It is only late at night, reading a good book in bed, that I manage to orgasm again. The joy I feel is overwhelming. Has the good Doctor proven his methods in an unexpected, roundabout way?


Day 9

Today I decide to engage in a game of truth follows fiction and spend a day blindfolded. Whose fiction? My own fiction of 'Full Circle', the day my heroine spends blindfolded. Of course, I have been blindfolded before, but not for a full day.

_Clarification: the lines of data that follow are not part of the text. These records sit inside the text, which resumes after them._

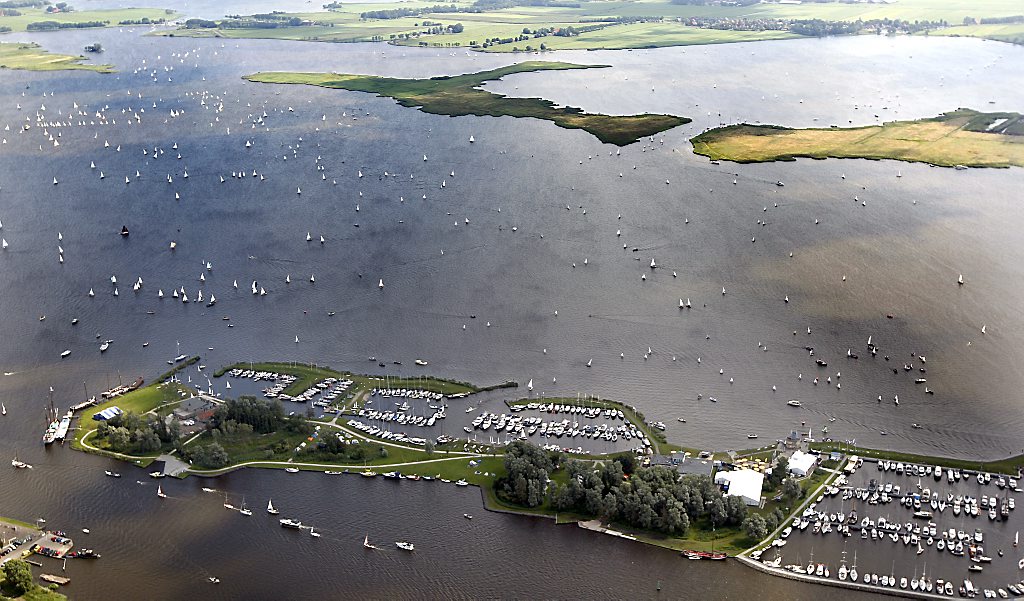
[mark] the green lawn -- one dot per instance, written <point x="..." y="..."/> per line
<point x="1012" y="33"/>
<point x="638" y="35"/>
<point x="344" y="25"/>
<point x="30" y="56"/>
<point x="957" y="137"/>
<point x="112" y="16"/>
<point x="461" y="94"/>
<point x="139" y="401"/>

The minute I wake up I select a scarf that will do as the blindfold and put it on. Not before taking a 'last look at the room and at the world outside, which have been my universe. ... And then there is utter darkness.'

So then, what to do now? I have a whole day to pass. Reading is out of the question, as is writing for that matter, or e-mailing. Mmmm... The matter is to do the things I can do and enjoy. Breakfast is mandatory, but fits the bill. Washing does too; a long hot bath is next. Then I will see. I get up and carefully move towards where the door to the landing is. I know my house well and do manage to leave the room unharmed. But then immediately I ram a shin into a side table. (Oh, damn the vulnerability of that 'prison of the mind!' Oh, damn my mind that thought of the blindfold!) After my recovery I ever so carefully make my way down the stairs to the kitchen to prepare my breakfast. I manage to boil the water, make the tea, make toast all without bodily harm.

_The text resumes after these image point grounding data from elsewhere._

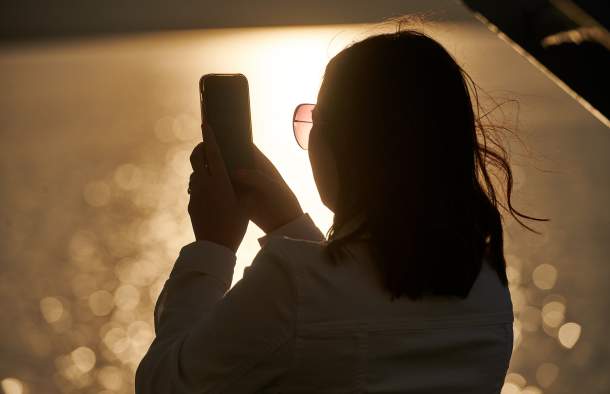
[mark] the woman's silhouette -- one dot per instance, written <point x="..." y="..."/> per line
<point x="408" y="294"/>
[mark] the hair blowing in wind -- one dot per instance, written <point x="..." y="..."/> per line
<point x="415" y="157"/>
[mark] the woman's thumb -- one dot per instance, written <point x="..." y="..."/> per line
<point x="251" y="178"/>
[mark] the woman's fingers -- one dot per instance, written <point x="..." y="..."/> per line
<point x="197" y="182"/>
<point x="253" y="179"/>
<point x="212" y="152"/>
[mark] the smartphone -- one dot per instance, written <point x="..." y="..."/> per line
<point x="225" y="106"/>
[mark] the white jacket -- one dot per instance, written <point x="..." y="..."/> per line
<point x="295" y="323"/>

The intense concentration on these day-to-day actions is pacifying. I am a student in Zen! I sit down to eat.

Now my thoughts have the opportunity to develop. I cannot read or think little thoughts about what I see around me. I think of: 'how lonely I am ... not even my body to keep me company ... why would there not be anyone peaking through my kitchen windows and loathe me or lust after me ... he could be a great creep ... with my eyes active I would feel very much more powerful and able to control any dangers ... ' These are silly, unhappy thoughts.

I make peace again with myself by stroking my body. It is hard to resist doing 'that'. Why resist? Because done once, why not again, and again? Yes, why not? Because saving myself makes for better highs. And also, abstinence strengthens the mind. Yet, I do find my hand in the wrong place even while thinking this! I have told you before that I am a masturbation slut! I slap my right hand with my left, quite hard enough!

After breakfast, I have my long hot bath, which I manage to go to, prepare and immerse in without incidents. I have even managed to bring a bottle of cool white wine and a glass all in one piece. The bath is good and hot, the wine nice and cool and restful... I fall asleep...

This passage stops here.